朦朧とした意識の中で、高橋は少年時代を回想した。断片的な記憶が脳裏に浮かぶ。
高橋の実家は、とりわけ貧乏というわけでも無く、ごく一般的な核家族であった。両親は今も健在で、二つ下の妹もいる。
あれは四年生の夏休みだった。遊びから帰宅した高橋は、台所の冷蔵庫からジュースを取り出そうとして、何気無く床を見た。そこには一匹のゴキブリがいた。
小学生という年齢には珍しく、不思議と恐怖心といったものは感じなかった。感じたのは好奇心、それに黒光りするカブト虫のような昆虫に対する言いようのない魅力だった。
分別のつかない子供が、好奇心から蝶々に手を伸ばすのと同様に、高橋もゴキブリに手を伸ばした。

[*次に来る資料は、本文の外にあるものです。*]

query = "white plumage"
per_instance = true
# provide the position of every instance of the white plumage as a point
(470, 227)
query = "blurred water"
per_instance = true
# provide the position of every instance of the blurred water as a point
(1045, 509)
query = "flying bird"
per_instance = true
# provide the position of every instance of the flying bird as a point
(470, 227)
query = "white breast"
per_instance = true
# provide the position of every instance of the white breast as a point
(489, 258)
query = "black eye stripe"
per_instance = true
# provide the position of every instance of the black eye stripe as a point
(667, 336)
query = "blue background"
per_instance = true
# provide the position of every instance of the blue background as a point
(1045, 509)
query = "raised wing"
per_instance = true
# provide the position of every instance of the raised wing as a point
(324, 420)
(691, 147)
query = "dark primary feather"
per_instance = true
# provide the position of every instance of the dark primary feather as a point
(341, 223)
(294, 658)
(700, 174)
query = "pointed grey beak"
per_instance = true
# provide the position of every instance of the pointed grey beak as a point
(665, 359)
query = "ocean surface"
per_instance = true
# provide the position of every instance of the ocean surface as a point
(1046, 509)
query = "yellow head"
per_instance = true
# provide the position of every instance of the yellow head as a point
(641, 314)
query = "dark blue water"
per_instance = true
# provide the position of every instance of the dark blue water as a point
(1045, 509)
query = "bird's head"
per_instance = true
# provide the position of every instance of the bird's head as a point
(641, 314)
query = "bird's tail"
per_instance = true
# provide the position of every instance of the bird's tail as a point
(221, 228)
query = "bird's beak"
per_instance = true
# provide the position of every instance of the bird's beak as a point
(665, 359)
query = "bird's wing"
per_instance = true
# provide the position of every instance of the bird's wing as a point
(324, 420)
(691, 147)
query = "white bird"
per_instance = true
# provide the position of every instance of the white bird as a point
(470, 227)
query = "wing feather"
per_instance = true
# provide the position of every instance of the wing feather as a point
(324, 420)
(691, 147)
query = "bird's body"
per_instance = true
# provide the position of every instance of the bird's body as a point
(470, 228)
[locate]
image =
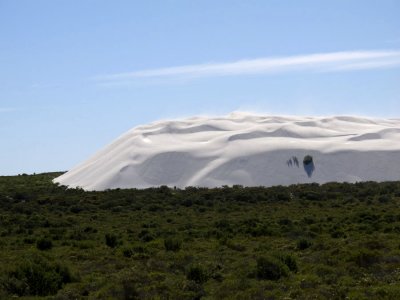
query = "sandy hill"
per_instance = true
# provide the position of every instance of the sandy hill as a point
(244, 149)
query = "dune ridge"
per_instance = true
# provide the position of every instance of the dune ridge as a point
(246, 149)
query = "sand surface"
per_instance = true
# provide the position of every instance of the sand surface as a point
(246, 149)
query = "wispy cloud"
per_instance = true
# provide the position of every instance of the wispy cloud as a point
(7, 109)
(320, 62)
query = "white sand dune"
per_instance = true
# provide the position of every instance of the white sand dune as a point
(245, 149)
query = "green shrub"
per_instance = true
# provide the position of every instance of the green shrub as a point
(111, 240)
(303, 244)
(44, 244)
(197, 274)
(172, 244)
(36, 276)
(289, 260)
(271, 268)
(366, 258)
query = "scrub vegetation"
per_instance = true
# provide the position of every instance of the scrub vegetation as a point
(310, 241)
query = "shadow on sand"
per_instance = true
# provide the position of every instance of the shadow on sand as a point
(309, 168)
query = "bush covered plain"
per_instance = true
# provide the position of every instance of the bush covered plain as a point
(330, 241)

ゴキブリは逃げることもなく、簡単に捕えることができた。
少年は、しげしげとゴキブリを見つめ、眺め、観察をした。
見るほどに魅力は高まっていき、惹かれていった。ゴキブリの足を握る。無邪気な少年の手は、いとも簡単にゴキブリの足を千切ることが出来た。
ブチッ。
小気味の良い音とともに、ゴキブリの脚は糸を引きながら千切れた。少年の頭には、もはやジュースを飲むことなど残っていなかった。
夏の日射しに体液をぬらぬらと輝かせるその脚が、少年には何とも美しく見えた。片方の手でしっかりとゴキブリを握りながら、千切れた脚の匂いを嗅ぐ。大した匂いはしなかったが、口に入れると甘酸っぱい味が広がった。
脚を一本失いながら、必死に少年の手から逃れようとするゴキブリを、少年は見つめた。不衛生で害虫の象徴であるその生き物は、少年にとって甘美で魅力的な黒い果実となった。口に入れると広がる酸味。ほのかに甘い香りもした。
ある時、母親にゴキブリを食べる瞬間を見られたことがあった。凄まじい剣幕で怒られた少年は、決して食べる瞬間を見られてはいけないと学んだ。
あれから十数年。成長した少年は、これまで捕食してきた生き物に、逆に食い潰されてしまった。
高橋の体内に巣食う黒い化け物は、まるで蛹が蝶へと羽化するように、外へ出ようと皮膚を突き破ろうとしていた。
すでに医者の手に負える状況では無い。ふいに喉に違和感を覚えた高橋は咳き込んだ。一匹の小さなゴキブリが口から飛び出し、床に落ちた。
腹部が小さく盛り上がり、虫のように蠢いた。あまりの激痛に高橋は気絶してしまった。
次の瞬間、ブチブチと筋肉が千切れ、腹部の中央辺りが張り裂けた。鮮血とともに、真っ赤に染まった数百匹の大小様々なゴキブリが、一斉に飛び出した。
わらわらと蜘蛛の子を散らすように拡散するゴキブリ。病院内は悲鳴と絶叫に包まれパニックになった。
外界に放たれた人喰いゴキブリは、すぐに人間の目に届かない場所へと隠れた。人の味を覚えたゴキブリは、再び集団で人間を襲うだろう。
診察台に横たわったままの高橋は、いつまでも虚空を見つめたままだった。食い荒らされ空洞化した腹から、出遅れたように一匹の巨大なゴキブリがのそのそと出てきた。赤黒いゴキブリの背中が妖しく光った。